Dominique Choisy : Je crois qu’ une espèce de dissociation s’est opérée : oui, je suis son père, mais je suis aussi réalisateur, et j’ai un film à faire. L’envisager, le préparer, le concevoir au mieux, ça devenait des questions inhérentes à mon métier. Et, curieusement, c’est un cap que j’ai réussi à garder. Pendant le tournage, j’ai eu de grosses engueulades avec Taj parce qu’il me reprochait d’être devenu surtout le metteur en scène du film, et de ne plus trop être son père… Mais moi, je devais être le garant du film. Il fallait qu’il existe, et qu’il soit « bien », qu’il soit à la hauteur de ce que Taj nous livrait. Cet enjeu fait que je n’ai jamais lâché, et que je n’étais pas très marrant, c’est sûr…
Par exemple, à Vienne, Taj, son cousin et des amis afghans avaient préparé un pique-nique alors que moi j’avais pris rendez-vous avec un journaliste spécialiste des migrations, qui était à Vienne en 2015, au moment où toutes les frontières se sont ouvertes. Je trouvais intéressant de confronter le côté journalistique, voire historique de ce moment, avec ce que Taj avait vécu. Et le matin du rendez-vous, Taj m’appelle pour nous inviter à ce pique-nique au bord du Danube. Comme j’avais eu du mal à caler l’entretien avec le spécialiste, on s’est engueulés, et puis il a gagné, j’ai annulé l’interview et on les a rejoints. Mais pas pour s’asseoir et manger avec eux, au grand dam de Taj, mais pour filmer. Henri Desaunay, le chef opérateur, et moi avons tout de suite senti que ce moment était essentiel.
La lumière était splendide, c’était un dimanche soir et nous repartions le lendemain, Taj n’avait pas vu son cousin depuis des années, il ne savait pas quand il le reverrait… Il y avait là quelque chose de très important à saisir. De plus, ce genre de moments a vraiment eu lieu pendant son trajet. Ceux qui tiennent, qui vont jusqu’au bout, qui ne s’effondrent pas, c’est parce qu’ils recréent ça en route.Et, très souvent, Taj m’a raconté que lorsqu’il était en prison en Turquie, ou dans un camp en Serbie, il y avait toujours la musique, la danse, comme pour résister… Avec Henri on se devait de capter ça… Mais Taj était très fâché qu’on ne se pose pas avec eux pour profiter un peu, qu’on reste dans le film à faire…
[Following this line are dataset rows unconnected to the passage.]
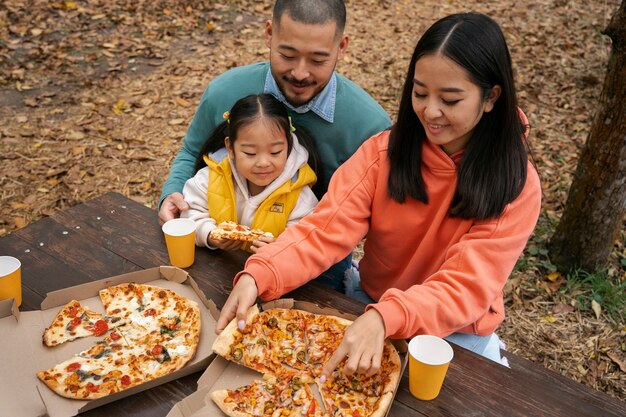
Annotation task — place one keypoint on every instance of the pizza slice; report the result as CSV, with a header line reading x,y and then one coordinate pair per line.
x,y
285,334
324,334
74,321
107,367
285,394
359,394
248,347
234,231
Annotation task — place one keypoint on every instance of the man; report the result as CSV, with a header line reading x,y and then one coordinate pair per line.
x,y
306,40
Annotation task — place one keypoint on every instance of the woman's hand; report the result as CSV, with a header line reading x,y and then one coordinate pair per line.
x,y
241,298
260,242
362,345
224,244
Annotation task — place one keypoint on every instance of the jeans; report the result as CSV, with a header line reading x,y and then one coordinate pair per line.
x,y
487,346
333,277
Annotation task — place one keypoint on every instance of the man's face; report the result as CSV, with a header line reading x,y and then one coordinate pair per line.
x,y
303,57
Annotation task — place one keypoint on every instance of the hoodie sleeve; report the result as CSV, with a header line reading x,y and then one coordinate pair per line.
x,y
466,292
195,194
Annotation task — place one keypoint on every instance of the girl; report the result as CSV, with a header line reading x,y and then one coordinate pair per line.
x,y
447,199
260,179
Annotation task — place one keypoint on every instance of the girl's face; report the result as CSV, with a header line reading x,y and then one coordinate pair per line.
x,y
260,153
447,102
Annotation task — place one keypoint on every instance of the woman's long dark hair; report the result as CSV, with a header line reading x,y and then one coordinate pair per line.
x,y
492,172
245,111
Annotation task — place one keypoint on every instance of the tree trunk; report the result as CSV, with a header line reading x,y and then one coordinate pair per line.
x,y
596,202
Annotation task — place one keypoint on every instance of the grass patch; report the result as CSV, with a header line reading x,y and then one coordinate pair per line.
x,y
608,292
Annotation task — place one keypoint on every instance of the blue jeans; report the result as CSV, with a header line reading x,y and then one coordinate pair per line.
x,y
487,346
333,277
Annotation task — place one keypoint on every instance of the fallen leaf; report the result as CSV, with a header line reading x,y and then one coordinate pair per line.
x,y
563,308
618,361
19,222
182,102
553,276
597,308
75,135
30,101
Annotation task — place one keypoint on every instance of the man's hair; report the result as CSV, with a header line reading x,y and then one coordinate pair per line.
x,y
312,12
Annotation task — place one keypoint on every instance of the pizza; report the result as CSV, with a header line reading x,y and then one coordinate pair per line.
x,y
234,231
159,334
74,321
285,394
291,343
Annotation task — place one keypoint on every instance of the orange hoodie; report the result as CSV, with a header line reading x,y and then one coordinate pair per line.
x,y
431,273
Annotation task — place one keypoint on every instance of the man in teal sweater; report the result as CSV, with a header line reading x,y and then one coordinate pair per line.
x,y
306,39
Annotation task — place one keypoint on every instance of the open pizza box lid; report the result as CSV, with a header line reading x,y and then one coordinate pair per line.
x,y
222,374
22,352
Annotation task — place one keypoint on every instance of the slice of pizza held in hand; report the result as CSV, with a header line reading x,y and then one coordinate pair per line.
x,y
234,231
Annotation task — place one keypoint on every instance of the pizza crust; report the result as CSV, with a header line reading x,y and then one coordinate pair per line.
x,y
160,336
329,325
229,408
224,340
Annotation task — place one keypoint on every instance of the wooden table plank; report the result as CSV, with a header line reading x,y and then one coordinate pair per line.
x,y
71,247
41,271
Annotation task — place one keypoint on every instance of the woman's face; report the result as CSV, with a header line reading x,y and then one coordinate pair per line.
x,y
447,102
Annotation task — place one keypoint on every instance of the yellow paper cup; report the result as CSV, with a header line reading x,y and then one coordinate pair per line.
x,y
429,357
180,237
10,279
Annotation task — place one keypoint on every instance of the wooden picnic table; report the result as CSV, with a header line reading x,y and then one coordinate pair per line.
x,y
113,235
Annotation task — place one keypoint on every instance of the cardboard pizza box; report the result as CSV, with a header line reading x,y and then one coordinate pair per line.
x,y
222,374
22,352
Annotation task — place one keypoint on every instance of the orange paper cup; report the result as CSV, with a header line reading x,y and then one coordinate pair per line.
x,y
429,357
180,237
10,279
– La chronologie du voyage est respectée dans le film ?
Dominique Choisy : On a vraiment tout fait à la suite, de début mai à mi-juin 2018. Nous sommes arrivés en Turquie après être partis d’Amiens et être passés en Suisse, en Autriche, en Hongrie, en Serbie, en Macédoine du Nord, et en Grèce. En Grèce, ça avait été chaud, c’était très lourd émotionnellement pour Taj de revenir à Patras… Et en Turquie, à Istanbul, ça a été très tendu parce qu’on était tous crevés, et aussi parce qu’on était arrivés sans savoir comment on allait faire ensuite pour tourner en Iran et en Afghanistan. J’avais pris des billets d’avion pour Téhéran, et pour Kaboul, mais j’avais envisagé, avec mes producteurs, que si on n’arrivait pas à obtenir les autorisations pour tourner dans ces deux derniers pays, on rentrerait en France.
J’étais très inquiet : si on arrêtait là, ça allait être très difficile de revenir et réenclencher le récit, surtout pour Taj… Et même fatigués nous étions quand même en permanence dans une forme d’énergie qui était celle du film… Alors nous avons enchaîné vers l’Iran puis vers l’Afghanistan, où nous avons tourné sans la moindre autorisation, comme dans tous les autres pays d’ailleurs… C’était un peu fou, quand j’y pense…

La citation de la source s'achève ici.